Governor’s actions on early bills:

  • By the Virginia Constitution, a Governor has seven days to act on those bills passed with at least seven days remaining in session. He thus acted on about 75 bills on Friday. These and his actions on all other bills will be taken up by the General Assembly at the reconvene session April 17.
  • He signed 64 bills into law, including:
    • HB174 (Henson) and SB101 (Ebbin) affirming marriage is lawful regardless of sex of individuals.
    • HB477 (Coyner) and SB50 (Locke) extending the sunset date of the Eviction Diversion Pilot Program.
    • SB46 (Van Valkenburg) and HB48 (Helmer) to prohibit legacy admissions in Virginia public universities.
  • He vetoed 8 bills, including:
    • HB46 (Bennett-Parker) and SB47 (Favola) restricting who a firearm can be transferred to following a domestic abuse conviction or protective order. Youngkin’s explanation here.
    • HB833 (Cousins) and SB115 (Lucas), which passed the Senate 40-0 and the House 56-43, affirming that possession or use of marijuana do not constitute child abuse or neglect for purposes of child custody or visitation.
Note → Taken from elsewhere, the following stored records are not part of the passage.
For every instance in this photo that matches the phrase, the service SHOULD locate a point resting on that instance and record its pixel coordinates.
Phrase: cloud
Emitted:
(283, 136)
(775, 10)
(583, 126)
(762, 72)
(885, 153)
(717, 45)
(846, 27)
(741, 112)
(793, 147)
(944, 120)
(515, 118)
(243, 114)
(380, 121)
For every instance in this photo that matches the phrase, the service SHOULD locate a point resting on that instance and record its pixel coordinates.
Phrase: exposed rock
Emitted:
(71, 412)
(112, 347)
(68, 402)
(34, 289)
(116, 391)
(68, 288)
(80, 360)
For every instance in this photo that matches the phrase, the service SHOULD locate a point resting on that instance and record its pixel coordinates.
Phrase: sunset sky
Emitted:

His explanation here.
    • SB606 (Van Valkenburg) and HB1177 (Sickles), which would require Virginia to rejoin ERIC, the Electronic [voter] Registration Information Center, which MAGA conspiracy theories focus on. His explanation here.
    • SB235 (Hashmi) and HB571 (Delaney), which clarify that law on parental notification of material with explicit content is NOT to be interpreted as permission to ban books. His explanation here.
  • He sent back amendments on another 12 bills, including:
    • HB819 (Mundon King) and SB238 (Hashmi) mandating insurance coverage of contraceptives. His amendment adds a religious exemption–which is already implied by the SCOTUS Hobby Lobby ruling.
    • HB498 (Cohen), which requires School Boards to establish a policy for notifying parents at the beginning of the school year about the safe storage of firearms around children. His “poison pill” amendment adds a re-enactment clause that the bill doesn’t take effect until the DOE creates a list of parent rights and responsibilities over a bunch of other items totally unrelated to the intent of this bill.